Now, clean and organize the questions into "high" or "low" values:

In [25]:
#Below is a function that converts the 'value' string into an integer by removing the dollar signs

#I ran into a lot of errors here and had to go back and forth, not all 'values' were integers nor strings, so I attempted to handle both

def clean_value(value):
    """Ensure the value is returned as an integer."""
    # Handle cases where the value is None
    if value is None:
        return 0
    if isinstance(value, str):
        try:
            value = int(value.replace('$', '').replace(',', ''))# Attempt to clean and convert string values
        except ValueError:# Return 0 if the string cannot be converted
            value = 0
    elif not isinstance(value, int):# Return 0 if the value is neither a string nor an integer
        value = 0
    return value

In [26]:
#The next function determines if the questions is of 'high' or 'low' value asdetermined by a particular threshold:

def determine_value(question, threshold=800):
    """Determine if the question is of high or low value based on the threshold."""
    if question['value'] > threshold:
        return 'high'
    else:
        return 'low'
    
# Clean the 'value' field and add a 'value_label' field for each question
for question in jeopardy_questions:
    question['value'] = clean_value(question['value'])
    question['value_label'] = determine_value(question)   

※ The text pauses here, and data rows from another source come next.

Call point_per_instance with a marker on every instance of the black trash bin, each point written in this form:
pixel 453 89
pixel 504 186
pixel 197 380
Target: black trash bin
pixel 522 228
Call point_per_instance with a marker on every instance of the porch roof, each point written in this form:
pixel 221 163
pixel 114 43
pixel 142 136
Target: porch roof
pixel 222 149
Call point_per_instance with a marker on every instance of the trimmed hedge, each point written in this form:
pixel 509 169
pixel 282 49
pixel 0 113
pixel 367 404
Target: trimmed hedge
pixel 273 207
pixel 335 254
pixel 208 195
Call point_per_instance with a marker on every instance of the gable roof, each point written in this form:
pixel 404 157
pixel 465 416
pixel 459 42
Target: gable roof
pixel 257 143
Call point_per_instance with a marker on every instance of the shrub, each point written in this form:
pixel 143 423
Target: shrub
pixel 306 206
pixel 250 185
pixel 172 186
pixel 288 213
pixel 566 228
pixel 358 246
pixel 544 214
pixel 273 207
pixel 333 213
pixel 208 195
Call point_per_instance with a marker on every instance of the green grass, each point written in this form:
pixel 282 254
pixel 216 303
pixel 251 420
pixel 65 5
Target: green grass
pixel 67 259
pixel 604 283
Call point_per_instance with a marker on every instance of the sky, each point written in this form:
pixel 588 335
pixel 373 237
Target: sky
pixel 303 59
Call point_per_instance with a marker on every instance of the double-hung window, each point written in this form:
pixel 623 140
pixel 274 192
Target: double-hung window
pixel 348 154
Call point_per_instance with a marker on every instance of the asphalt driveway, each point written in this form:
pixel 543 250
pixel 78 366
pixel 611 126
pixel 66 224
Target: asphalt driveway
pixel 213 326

Next, I work on pre-processing the text data(questions) to make them suitable for training a Naive Bayes classifer

In [29]:
#Tokenize, remove stopwords, and lemmatize text.
lemmatizer = WordNetLemmatizer()

def preprocess_text(text):
    text = text.lower()# Convert to lowercase
    text = re.sub(r'[^a-z\s]', '', text)# Remove non-alphabetical characters
    tokens = word_tokenize(text)# Tokenize
    cleaned_tokens = [lemmatizer.lemmatize(token) for token in tokens if token not in stopwords.words('english')] # Remove stopwords and lemmatize
    return cleaned_tokens

# Pre-process the question text
for question in jeopardy_questions:
    question['cleaned_question'] = preprocess_text(question['question'])

Next, I work on feature extraction.

For Naive Bayes, I convert the questions into a format that the algorithm can process - specifically, a *'bag-of-words'* model

In [30]:
# Convert cleaned questions into a list for CountVectorizer
cleaned_questions = [" ".join(question['cleaned_question']) for question in jeopardy_questions]

vectorizer = CountVectorizer()
X = vectorizer.fit_transform(cleaned_questions)

In [31]:
#the next code chunk is to prepare the target variable - indicating whether or not each question is "high" or 'low' value
y = [question['value_label'] for question in jeopardy_questions]

Finally, the following code works to split the data into training and testing sets to train the Naive Bayes classifer

In [32]:
# Split the dataset into training and testing sets
X_train, X_test, y_train, y_test = train_test_split(X, y, test_size=0.2, random_state=42)

# Initialize and train the Naive Bayes classifier
classifier = MultinomialNB()
classifier.fit(X_train, y_train)

# Predict on the test set
y_pred = classifier.predict(X_test)

# Evaluate the classifier
accuracy = accuracy_score(y_test, y_pred)
print(f'Accuracy: {accuracy}')

Accuracy: 0.6935416954778039


An accuracy of approximately 69.35% indicates that our classifier here correctly predicts whether a 'Jeopardy!' question is of "high" or "low" value around 69.35% of the time based on the question's content. 

This isn't bad! But could be better, we could explore additional features and try more complex models (that I have yet to learn) to improve the model's predictive accuracy.